«Quando un uomo piange,
o piange sulle spalle di sua madre,
oppure piange da solo.»
(Seneca)
TERZO
Credo che sia superfluo dire che quella notte non fu una notte come
tutte le altre. Roby faticava a prendere sonno per l’agitazione e il pensiero
di ciò che sarebbe potuto succedere di lì a poche ore. Dalle parole, dagli
sguardi, dai piccoli gesti affettuosi, aveva capito che a Raffaella non gli era
indifferente. Era su di giri il nostro amico, e ci credo… dopotutto ha poco più
di 21 anni, è ancora un ragazzino, e quella poteva diventare una piccola e
importante storia d’amore.
Verso le 2 di notte, visto che il sonno faticava ad arrivare, prese
carta e penna e scrisse una bella letterina alla sua amica Lory, una dolcissima
ragazza casertana conosciuta per caso leggendo un annuncio sulla rubrica “Help”
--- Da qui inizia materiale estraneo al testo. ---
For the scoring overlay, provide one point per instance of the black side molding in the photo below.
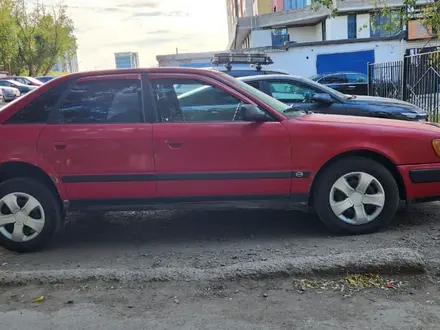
(187, 176)
(425, 176)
di CIAO 2001, e con cui si scambiava lettere ormai da quasi sei anni. Se volete
vi racconto anche come la conobbe, diciamo, dal vivo, il 18 novembre del ’79.
No? Ok, magari più in là con la storia.
Va bene, tiriamo avanti fino alle sette e mezzo del 29 gennaio di quel
particolare e, per certi versi, esaltante 1982.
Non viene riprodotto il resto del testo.